Она приходит. Они разговаривают. ("За очевидной провинциальной искушенностью и умственной тяжестью, мне показалось, я разглядел неопытность, незнание не мира, чтобы быть точным, а общества. Мне показалось, я был интересен как иностранец, обладающий хорошими манерами, - и она бросила на меня застенчиво-мудрый взгляд совы этими невозможно карими глазами, голубоватые глазные яблоки и длинные ресницы которых смягчали блеск сверкающих и искренних зрачков…"
Можно представить, с каким болезненным вниманием, не дыша, читал я этот рассказ о романе с Жюстиной; и, действительно, после многих обращений к книге, которую я теперь знаю почти наизусть, она стала для меня документом, полным собственной боли и изумления. "Наша любовь, - пишет он в другом месте, позднее, - была похожа на силлогизм с отсутствующими истинными посылками: я имею в виду внимание, заботу.
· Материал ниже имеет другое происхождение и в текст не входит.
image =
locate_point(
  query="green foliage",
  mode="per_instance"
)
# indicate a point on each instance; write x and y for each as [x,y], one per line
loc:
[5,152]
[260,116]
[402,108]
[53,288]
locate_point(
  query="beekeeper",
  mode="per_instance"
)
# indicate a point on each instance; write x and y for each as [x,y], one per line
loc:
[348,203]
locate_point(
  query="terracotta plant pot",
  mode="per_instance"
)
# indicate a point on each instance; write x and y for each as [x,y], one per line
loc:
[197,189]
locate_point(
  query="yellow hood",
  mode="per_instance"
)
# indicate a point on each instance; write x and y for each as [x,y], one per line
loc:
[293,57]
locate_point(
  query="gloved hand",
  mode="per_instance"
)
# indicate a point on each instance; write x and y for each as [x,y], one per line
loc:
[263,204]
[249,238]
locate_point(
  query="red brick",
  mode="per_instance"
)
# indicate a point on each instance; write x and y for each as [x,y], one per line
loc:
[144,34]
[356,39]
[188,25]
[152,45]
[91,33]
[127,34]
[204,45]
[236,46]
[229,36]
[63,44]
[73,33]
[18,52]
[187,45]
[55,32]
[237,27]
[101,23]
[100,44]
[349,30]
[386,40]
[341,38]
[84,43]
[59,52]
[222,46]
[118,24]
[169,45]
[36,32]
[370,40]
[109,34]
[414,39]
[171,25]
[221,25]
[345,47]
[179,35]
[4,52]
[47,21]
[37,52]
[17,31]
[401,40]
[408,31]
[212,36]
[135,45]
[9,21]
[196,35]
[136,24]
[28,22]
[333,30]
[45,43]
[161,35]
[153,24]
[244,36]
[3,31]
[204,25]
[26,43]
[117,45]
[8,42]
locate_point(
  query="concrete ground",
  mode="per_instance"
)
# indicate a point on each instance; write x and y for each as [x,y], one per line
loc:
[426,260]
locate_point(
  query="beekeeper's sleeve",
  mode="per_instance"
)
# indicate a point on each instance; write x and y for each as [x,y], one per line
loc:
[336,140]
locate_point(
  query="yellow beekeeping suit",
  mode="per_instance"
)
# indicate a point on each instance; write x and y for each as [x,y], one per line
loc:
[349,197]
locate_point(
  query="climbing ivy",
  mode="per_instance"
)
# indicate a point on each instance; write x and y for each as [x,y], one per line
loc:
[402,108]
Она напоминала умственное обладание, которое поймало в капкан нас обоих и отправило дрейфовать по тепловатому мелководью Мареотиса, как нерестящихся лягушек, как жертв инстинктов, заложенных жарой и апатией. Нет, так говорить об этом нельзя. Это, пожалуй, несправедливо. Позвольте мне снова при помощи ненадежных и нестойких инструментов попробовать набросать портрет Клавдии. С чего нам начать?